Writing their own rules...

Interesting article from TomPaine.com, Operating Instructions.

Although I don't agree with it in entirety, the overall point is dead-on:
The idea that corporations should have total discretion in how to treat their workers is a growing and retrograde trend in America. Maryland Gov. Robert L. Erlich opposes legislation that would require organizations with more than 10,000 workers to spend at least 8 percent of their payroll on health benefits or contribute the money to the state’s health program for the poor. It is “bad policy…that a state will dictate to businesses the type and level of health insurance,” Erlich said.
Such views deny the reality of American economic life.

There is such a tendancy for Americans to embrace the "free market" - even the idea that the so-called free market will efficiently cure all the ills within society. But, in the most laissez-faire times in American history - the free market certainly didn't cure racial discrimination, or gender discrimination, or other forms of minority objection and repression. In fact, the free market actually encouraged and promulgated such discrimination. Is such a free market worth of being protected at all costs?
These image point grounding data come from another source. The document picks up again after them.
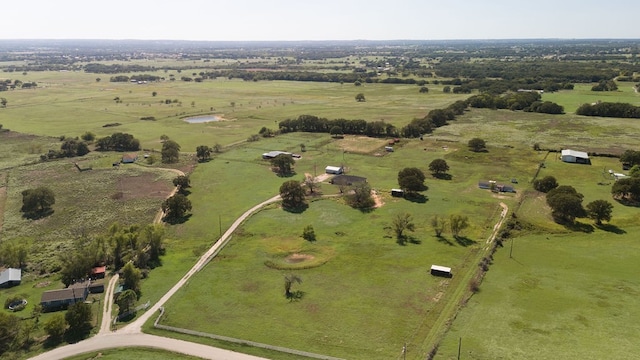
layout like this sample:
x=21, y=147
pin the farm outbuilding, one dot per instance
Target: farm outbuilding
x=438, y=270
x=337, y=170
x=573, y=156
x=347, y=180
x=10, y=277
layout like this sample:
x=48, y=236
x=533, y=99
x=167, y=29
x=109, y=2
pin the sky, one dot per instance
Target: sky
x=275, y=20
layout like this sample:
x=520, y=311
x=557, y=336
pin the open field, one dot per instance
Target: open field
x=71, y=103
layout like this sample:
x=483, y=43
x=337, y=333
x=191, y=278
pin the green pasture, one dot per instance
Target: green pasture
x=245, y=287
x=71, y=103
x=582, y=94
x=562, y=296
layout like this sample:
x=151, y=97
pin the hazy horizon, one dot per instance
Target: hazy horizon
x=330, y=20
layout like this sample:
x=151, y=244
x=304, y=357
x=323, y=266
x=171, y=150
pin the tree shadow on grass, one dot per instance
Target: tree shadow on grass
x=464, y=241
x=581, y=227
x=37, y=215
x=442, y=176
x=417, y=198
x=296, y=210
x=295, y=295
x=611, y=228
x=444, y=240
x=179, y=220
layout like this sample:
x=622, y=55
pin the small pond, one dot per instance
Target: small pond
x=202, y=119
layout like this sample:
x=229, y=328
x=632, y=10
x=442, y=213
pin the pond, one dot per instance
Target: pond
x=202, y=119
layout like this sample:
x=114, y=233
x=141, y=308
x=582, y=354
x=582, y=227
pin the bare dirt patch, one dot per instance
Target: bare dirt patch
x=296, y=258
x=142, y=186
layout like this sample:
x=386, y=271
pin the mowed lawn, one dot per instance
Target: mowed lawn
x=564, y=293
x=367, y=295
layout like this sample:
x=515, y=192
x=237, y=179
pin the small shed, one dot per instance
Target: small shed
x=337, y=170
x=397, y=192
x=10, y=277
x=438, y=270
x=573, y=156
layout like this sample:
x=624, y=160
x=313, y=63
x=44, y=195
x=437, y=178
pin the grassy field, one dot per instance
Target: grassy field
x=71, y=103
x=563, y=291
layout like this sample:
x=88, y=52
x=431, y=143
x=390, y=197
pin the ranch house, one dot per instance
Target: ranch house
x=573, y=156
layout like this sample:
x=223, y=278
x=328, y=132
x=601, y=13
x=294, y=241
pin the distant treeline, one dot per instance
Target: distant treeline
x=607, y=109
x=529, y=101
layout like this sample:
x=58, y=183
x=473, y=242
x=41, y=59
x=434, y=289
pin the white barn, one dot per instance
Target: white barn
x=573, y=156
x=337, y=170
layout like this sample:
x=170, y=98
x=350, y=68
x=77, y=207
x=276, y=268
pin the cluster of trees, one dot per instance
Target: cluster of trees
x=605, y=85
x=177, y=206
x=609, y=109
x=434, y=119
x=118, y=142
x=311, y=123
x=566, y=202
x=527, y=101
x=141, y=246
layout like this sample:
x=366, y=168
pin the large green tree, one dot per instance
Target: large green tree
x=38, y=200
x=599, y=210
x=283, y=164
x=170, y=152
x=176, y=207
x=411, y=180
x=292, y=194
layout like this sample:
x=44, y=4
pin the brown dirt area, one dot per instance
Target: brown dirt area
x=298, y=258
x=143, y=186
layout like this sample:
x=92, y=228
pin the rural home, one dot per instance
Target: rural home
x=337, y=170
x=573, y=156
x=60, y=299
x=10, y=277
x=438, y=270
x=347, y=180
x=129, y=158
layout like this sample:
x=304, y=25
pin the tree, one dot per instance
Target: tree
x=292, y=194
x=203, y=152
x=438, y=166
x=308, y=233
x=457, y=223
x=283, y=164
x=176, y=206
x=438, y=224
x=126, y=300
x=565, y=203
x=411, y=180
x=37, y=201
x=360, y=197
x=170, y=152
x=477, y=145
x=311, y=182
x=289, y=280
x=131, y=277
x=401, y=223
x=545, y=184
x=599, y=210
x=55, y=327
x=182, y=182
x=336, y=131
x=79, y=317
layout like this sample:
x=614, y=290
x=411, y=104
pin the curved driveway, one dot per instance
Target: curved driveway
x=131, y=334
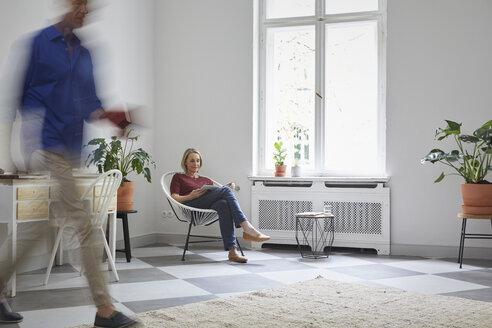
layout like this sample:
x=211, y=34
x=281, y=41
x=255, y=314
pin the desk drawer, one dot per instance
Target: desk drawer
x=32, y=210
x=29, y=193
x=55, y=192
x=111, y=207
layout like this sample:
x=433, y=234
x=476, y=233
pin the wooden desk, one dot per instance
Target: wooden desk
x=25, y=200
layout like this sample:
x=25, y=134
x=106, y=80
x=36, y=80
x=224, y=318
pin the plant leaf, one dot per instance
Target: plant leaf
x=440, y=178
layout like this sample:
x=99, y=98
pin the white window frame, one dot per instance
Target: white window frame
x=319, y=20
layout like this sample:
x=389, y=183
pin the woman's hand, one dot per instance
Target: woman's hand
x=196, y=193
x=192, y=195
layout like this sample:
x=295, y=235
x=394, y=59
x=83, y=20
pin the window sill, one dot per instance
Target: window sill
x=288, y=180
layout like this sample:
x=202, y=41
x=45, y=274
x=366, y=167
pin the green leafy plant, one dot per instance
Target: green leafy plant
x=280, y=153
x=473, y=158
x=300, y=138
x=115, y=155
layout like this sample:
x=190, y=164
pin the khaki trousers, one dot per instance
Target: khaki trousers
x=78, y=218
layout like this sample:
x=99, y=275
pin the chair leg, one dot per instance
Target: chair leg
x=239, y=246
x=53, y=255
x=110, y=257
x=126, y=234
x=187, y=241
x=462, y=242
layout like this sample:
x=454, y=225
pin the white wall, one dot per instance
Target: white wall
x=438, y=68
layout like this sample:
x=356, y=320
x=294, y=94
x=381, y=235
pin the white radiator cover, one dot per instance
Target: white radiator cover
x=362, y=211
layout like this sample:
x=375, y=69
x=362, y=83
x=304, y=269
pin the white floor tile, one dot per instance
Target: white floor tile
x=64, y=317
x=59, y=317
x=332, y=261
x=27, y=282
x=428, y=284
x=225, y=295
x=203, y=270
x=293, y=276
x=152, y=290
x=157, y=251
x=431, y=266
x=251, y=255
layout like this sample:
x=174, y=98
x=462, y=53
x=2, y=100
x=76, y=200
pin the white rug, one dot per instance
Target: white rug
x=325, y=303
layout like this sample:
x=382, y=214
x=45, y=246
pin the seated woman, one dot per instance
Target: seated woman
x=185, y=188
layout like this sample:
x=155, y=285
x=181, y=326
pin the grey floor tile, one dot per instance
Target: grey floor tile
x=203, y=248
x=484, y=295
x=13, y=325
x=484, y=263
x=155, y=245
x=287, y=253
x=142, y=306
x=481, y=277
x=375, y=271
x=175, y=260
x=48, y=299
x=274, y=265
x=141, y=275
x=65, y=268
x=233, y=284
x=384, y=258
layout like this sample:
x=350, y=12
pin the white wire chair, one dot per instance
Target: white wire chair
x=191, y=215
x=107, y=186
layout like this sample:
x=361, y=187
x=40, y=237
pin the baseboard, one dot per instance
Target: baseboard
x=441, y=251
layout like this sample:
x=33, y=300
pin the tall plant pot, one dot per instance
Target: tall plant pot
x=280, y=170
x=477, y=198
x=125, y=196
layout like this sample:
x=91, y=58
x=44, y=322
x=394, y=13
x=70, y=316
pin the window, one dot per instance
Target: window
x=322, y=85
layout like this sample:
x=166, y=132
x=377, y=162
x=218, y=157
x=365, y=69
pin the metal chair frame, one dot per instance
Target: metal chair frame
x=191, y=215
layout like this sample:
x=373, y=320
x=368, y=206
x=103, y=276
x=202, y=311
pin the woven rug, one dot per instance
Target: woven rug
x=325, y=303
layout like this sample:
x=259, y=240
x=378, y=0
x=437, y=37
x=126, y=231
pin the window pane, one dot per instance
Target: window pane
x=351, y=101
x=290, y=103
x=289, y=8
x=349, y=6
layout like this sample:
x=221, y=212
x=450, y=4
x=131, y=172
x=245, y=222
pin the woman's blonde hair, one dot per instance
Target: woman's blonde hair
x=187, y=153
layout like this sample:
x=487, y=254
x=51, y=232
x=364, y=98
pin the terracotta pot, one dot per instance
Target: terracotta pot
x=125, y=196
x=296, y=171
x=280, y=170
x=477, y=198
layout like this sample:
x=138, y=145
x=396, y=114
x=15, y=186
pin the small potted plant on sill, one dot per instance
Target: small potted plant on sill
x=472, y=161
x=115, y=155
x=279, y=157
x=300, y=139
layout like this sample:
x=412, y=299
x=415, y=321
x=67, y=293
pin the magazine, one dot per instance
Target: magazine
x=209, y=187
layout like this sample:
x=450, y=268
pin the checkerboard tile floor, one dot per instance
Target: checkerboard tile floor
x=157, y=278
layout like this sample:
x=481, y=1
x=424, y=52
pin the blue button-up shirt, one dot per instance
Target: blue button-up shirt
x=59, y=92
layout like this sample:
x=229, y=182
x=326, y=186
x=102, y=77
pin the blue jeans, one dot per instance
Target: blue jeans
x=225, y=203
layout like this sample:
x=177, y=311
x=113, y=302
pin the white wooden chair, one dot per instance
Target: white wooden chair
x=107, y=186
x=191, y=215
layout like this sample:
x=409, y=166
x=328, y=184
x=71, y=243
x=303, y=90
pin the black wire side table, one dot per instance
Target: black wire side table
x=315, y=230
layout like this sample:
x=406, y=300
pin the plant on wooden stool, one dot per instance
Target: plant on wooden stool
x=123, y=157
x=472, y=161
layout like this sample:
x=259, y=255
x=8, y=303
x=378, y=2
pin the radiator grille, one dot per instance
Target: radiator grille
x=280, y=214
x=357, y=217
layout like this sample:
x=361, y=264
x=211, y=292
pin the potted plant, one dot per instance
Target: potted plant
x=115, y=155
x=300, y=138
x=279, y=156
x=472, y=161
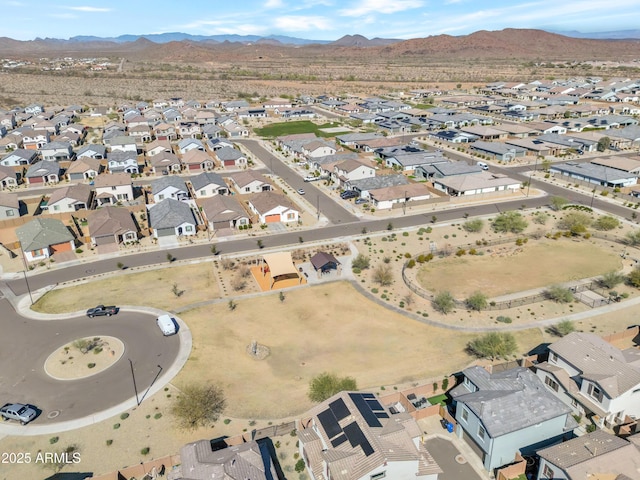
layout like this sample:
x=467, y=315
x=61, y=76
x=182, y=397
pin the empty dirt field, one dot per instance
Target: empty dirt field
x=325, y=328
x=153, y=288
x=504, y=270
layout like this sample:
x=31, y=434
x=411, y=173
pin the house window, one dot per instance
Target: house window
x=553, y=385
x=465, y=414
x=595, y=392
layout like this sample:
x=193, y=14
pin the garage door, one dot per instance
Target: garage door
x=474, y=446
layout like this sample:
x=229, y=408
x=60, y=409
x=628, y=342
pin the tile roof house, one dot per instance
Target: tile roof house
x=250, y=460
x=113, y=188
x=208, y=184
x=511, y=411
x=8, y=177
x=231, y=157
x=223, y=212
x=250, y=182
x=43, y=172
x=112, y=225
x=273, y=207
x=593, y=376
x=596, y=455
x=70, y=198
x=171, y=217
x=351, y=436
x=43, y=237
x=9, y=206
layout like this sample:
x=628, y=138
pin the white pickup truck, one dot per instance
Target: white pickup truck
x=19, y=412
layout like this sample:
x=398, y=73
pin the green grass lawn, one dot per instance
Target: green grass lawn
x=290, y=128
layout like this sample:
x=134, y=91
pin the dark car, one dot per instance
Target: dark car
x=101, y=311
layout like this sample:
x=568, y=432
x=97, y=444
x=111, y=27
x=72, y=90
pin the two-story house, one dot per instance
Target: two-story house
x=502, y=413
x=352, y=436
x=593, y=377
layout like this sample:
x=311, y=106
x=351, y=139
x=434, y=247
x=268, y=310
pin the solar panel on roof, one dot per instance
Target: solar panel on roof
x=365, y=410
x=356, y=437
x=329, y=423
x=374, y=405
x=338, y=440
x=339, y=409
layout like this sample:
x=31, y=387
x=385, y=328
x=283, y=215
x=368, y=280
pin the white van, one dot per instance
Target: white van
x=167, y=325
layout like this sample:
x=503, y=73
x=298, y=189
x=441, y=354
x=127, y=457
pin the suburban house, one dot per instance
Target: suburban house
x=56, y=151
x=9, y=206
x=70, y=198
x=352, y=436
x=18, y=157
x=112, y=225
x=398, y=195
x=123, y=162
x=249, y=182
x=250, y=460
x=43, y=237
x=165, y=162
x=113, y=188
x=208, y=184
x=43, y=172
x=231, y=157
x=503, y=413
x=92, y=150
x=594, y=377
x=169, y=187
x=223, y=211
x=124, y=143
x=273, y=207
x=171, y=217
x=597, y=455
x=197, y=160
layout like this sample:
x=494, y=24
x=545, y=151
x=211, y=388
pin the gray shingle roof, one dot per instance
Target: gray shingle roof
x=42, y=233
x=170, y=213
x=509, y=401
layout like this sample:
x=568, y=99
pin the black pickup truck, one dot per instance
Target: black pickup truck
x=101, y=310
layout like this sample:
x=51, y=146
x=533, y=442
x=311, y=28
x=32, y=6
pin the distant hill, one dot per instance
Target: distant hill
x=179, y=36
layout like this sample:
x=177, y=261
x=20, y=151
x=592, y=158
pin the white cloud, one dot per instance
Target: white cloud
x=89, y=9
x=366, y=7
x=297, y=23
x=274, y=4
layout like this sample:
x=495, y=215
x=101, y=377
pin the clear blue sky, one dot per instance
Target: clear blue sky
x=311, y=19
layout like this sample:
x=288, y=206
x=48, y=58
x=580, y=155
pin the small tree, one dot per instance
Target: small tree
x=509, y=222
x=611, y=279
x=383, y=275
x=361, y=262
x=477, y=301
x=327, y=384
x=198, y=406
x=493, y=345
x=473, y=226
x=444, y=302
x=559, y=294
x=562, y=328
x=556, y=203
x=606, y=223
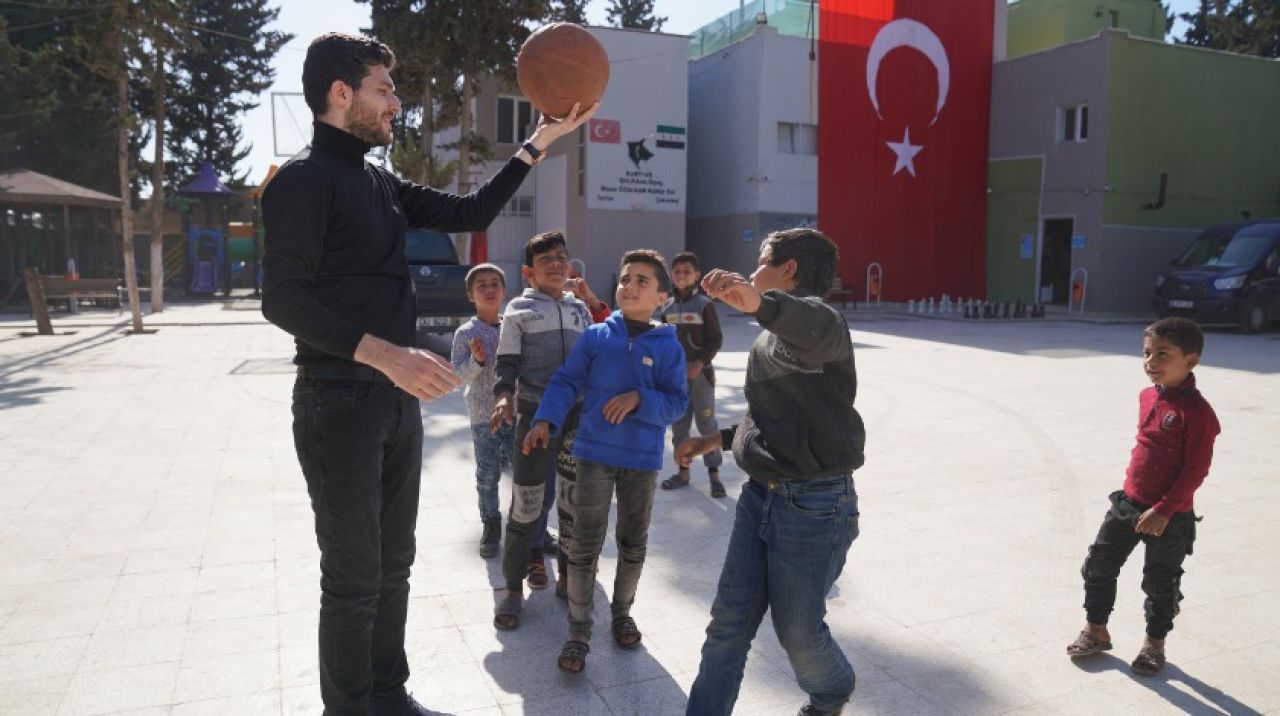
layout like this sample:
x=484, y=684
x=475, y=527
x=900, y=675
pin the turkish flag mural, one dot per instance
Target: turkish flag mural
x=904, y=108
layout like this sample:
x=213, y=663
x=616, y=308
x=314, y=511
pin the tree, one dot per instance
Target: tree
x=215, y=80
x=1248, y=27
x=634, y=14
x=568, y=10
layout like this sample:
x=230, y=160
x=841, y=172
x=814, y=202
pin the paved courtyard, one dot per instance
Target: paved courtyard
x=158, y=556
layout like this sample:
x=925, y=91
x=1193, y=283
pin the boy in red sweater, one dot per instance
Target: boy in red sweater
x=1176, y=429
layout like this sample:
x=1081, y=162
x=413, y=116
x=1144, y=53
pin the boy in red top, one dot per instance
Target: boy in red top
x=1176, y=429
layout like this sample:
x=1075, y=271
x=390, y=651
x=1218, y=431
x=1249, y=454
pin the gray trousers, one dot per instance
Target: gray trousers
x=702, y=409
x=589, y=498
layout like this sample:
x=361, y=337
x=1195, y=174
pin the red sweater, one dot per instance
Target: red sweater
x=1175, y=446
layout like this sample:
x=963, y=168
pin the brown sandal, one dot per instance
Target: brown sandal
x=572, y=657
x=625, y=633
x=1148, y=662
x=1087, y=644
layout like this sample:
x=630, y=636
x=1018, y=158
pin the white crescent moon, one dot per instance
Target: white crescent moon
x=905, y=32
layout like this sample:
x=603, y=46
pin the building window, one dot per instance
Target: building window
x=519, y=206
x=515, y=121
x=798, y=138
x=1074, y=122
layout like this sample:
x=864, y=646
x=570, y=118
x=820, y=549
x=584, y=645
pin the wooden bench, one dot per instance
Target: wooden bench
x=42, y=288
x=840, y=293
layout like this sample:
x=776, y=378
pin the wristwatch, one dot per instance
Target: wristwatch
x=534, y=153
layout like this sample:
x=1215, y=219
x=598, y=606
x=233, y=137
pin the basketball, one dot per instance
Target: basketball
x=561, y=64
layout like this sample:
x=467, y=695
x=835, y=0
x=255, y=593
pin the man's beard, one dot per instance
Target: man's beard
x=366, y=124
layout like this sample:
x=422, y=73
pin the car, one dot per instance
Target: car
x=439, y=282
x=1230, y=274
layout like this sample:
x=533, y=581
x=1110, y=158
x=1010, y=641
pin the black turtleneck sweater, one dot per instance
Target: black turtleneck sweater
x=334, y=265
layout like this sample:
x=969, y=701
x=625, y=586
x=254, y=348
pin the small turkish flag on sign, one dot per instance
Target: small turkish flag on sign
x=608, y=131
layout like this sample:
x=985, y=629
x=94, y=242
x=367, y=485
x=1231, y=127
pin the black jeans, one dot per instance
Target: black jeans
x=360, y=445
x=533, y=478
x=1161, y=574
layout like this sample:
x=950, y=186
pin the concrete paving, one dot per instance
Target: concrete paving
x=158, y=556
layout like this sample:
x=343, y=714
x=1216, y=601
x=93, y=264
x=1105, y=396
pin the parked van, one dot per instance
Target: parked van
x=1229, y=274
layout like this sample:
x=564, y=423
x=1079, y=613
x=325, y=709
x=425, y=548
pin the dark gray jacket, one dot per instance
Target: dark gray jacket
x=800, y=388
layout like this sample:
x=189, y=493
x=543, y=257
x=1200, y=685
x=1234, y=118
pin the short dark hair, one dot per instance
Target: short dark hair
x=653, y=259
x=686, y=258
x=814, y=254
x=484, y=268
x=542, y=244
x=337, y=55
x=1180, y=332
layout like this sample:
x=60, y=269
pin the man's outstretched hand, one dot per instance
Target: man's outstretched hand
x=734, y=288
x=419, y=373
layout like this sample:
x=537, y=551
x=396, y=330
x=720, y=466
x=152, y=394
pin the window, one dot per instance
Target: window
x=798, y=138
x=519, y=206
x=515, y=121
x=1074, y=122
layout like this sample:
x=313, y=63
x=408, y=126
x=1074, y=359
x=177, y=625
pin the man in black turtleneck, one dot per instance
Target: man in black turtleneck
x=337, y=278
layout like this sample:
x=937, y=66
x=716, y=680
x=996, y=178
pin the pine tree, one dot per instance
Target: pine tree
x=634, y=14
x=215, y=80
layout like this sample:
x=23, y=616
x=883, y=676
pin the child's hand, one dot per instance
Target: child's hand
x=1152, y=523
x=539, y=436
x=689, y=448
x=693, y=369
x=734, y=290
x=618, y=406
x=503, y=413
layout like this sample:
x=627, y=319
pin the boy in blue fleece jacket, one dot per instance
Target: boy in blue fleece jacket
x=632, y=374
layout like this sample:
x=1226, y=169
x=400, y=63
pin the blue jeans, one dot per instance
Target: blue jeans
x=490, y=448
x=787, y=547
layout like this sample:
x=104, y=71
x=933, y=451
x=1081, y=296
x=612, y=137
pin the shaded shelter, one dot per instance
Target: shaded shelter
x=45, y=220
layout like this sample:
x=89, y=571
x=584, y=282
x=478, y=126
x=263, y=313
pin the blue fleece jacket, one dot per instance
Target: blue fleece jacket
x=606, y=363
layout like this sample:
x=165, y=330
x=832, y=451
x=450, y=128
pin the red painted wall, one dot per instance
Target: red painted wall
x=928, y=228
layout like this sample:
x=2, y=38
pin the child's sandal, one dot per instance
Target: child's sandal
x=625, y=633
x=677, y=480
x=572, y=657
x=1087, y=644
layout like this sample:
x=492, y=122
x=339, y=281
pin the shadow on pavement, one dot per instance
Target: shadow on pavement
x=1196, y=698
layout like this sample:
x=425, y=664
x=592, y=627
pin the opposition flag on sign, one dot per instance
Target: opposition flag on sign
x=671, y=137
x=904, y=108
x=607, y=131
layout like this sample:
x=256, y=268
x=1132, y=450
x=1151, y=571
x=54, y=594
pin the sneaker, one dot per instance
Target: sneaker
x=490, y=538
x=536, y=573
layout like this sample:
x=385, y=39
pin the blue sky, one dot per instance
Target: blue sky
x=309, y=18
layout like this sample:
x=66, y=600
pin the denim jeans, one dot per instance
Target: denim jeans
x=588, y=500
x=1161, y=574
x=490, y=448
x=360, y=445
x=787, y=547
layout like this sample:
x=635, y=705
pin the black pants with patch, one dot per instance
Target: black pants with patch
x=1161, y=571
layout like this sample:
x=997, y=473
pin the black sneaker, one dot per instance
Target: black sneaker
x=490, y=538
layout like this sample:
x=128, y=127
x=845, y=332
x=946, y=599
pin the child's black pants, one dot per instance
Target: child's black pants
x=1161, y=573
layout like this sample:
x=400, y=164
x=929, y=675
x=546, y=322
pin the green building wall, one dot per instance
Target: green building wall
x=1013, y=213
x=1041, y=24
x=1208, y=119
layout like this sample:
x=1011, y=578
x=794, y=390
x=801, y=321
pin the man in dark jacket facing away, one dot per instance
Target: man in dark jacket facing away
x=336, y=278
x=799, y=443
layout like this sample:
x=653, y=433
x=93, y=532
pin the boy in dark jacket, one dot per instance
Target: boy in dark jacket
x=699, y=333
x=631, y=374
x=1176, y=429
x=799, y=443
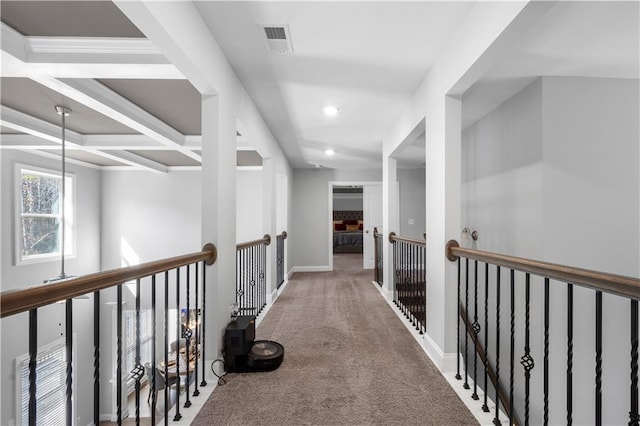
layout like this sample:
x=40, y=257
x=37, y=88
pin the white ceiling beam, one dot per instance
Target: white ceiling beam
x=67, y=160
x=107, y=102
x=134, y=160
x=33, y=126
x=82, y=57
x=25, y=123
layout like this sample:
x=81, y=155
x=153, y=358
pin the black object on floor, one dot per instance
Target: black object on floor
x=243, y=354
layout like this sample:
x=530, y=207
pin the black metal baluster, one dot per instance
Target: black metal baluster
x=466, y=334
x=634, y=418
x=203, y=321
x=69, y=345
x=166, y=347
x=196, y=392
x=187, y=336
x=496, y=419
x=152, y=385
x=527, y=360
x=598, y=420
x=512, y=347
x=569, y=354
x=546, y=352
x=177, y=416
x=119, y=354
x=458, y=376
x=96, y=357
x=137, y=362
x=485, y=407
x=33, y=357
x=476, y=329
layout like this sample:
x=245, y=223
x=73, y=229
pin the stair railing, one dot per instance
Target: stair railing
x=251, y=276
x=151, y=276
x=520, y=272
x=410, y=278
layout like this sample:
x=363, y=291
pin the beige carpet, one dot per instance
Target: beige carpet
x=348, y=361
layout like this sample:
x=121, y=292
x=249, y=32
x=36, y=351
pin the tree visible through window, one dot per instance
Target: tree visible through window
x=41, y=213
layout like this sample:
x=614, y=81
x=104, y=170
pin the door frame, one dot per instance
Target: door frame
x=329, y=222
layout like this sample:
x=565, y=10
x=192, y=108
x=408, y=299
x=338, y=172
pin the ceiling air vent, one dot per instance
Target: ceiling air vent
x=277, y=38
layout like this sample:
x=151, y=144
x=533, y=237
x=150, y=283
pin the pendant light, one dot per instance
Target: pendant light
x=64, y=112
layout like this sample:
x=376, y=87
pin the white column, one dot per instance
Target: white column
x=443, y=139
x=269, y=221
x=389, y=219
x=218, y=214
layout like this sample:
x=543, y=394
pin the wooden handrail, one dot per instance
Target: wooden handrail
x=614, y=284
x=504, y=399
x=16, y=301
x=266, y=240
x=393, y=238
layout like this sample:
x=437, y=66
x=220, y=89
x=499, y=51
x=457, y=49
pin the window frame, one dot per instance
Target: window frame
x=44, y=349
x=70, y=215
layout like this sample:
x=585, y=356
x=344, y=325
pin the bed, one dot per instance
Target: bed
x=347, y=231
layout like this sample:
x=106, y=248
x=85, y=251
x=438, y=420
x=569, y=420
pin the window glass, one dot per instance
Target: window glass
x=40, y=202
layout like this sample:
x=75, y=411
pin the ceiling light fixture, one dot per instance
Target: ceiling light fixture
x=330, y=110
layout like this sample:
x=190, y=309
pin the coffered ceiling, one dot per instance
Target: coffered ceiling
x=133, y=108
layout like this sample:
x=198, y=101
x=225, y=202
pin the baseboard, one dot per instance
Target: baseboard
x=309, y=269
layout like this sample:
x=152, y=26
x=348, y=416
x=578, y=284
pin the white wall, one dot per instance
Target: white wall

Citizens had a role in determining that corporations could not compete by using child labor, or dumping environmental waste in rivers, or discriminating against certain groups, or paying wages below a certain level. We still have the obligation today to determine corporations’ operating conditions. We can declare through our elected representatives that corporations must provide health insurance or pay into a state plan, provide a certain number of paid sick days or ensure that their workers are safe.

It's our obligation to keep corporations under control - we have close to two hundred years of proof that they will certainly not do it themselves.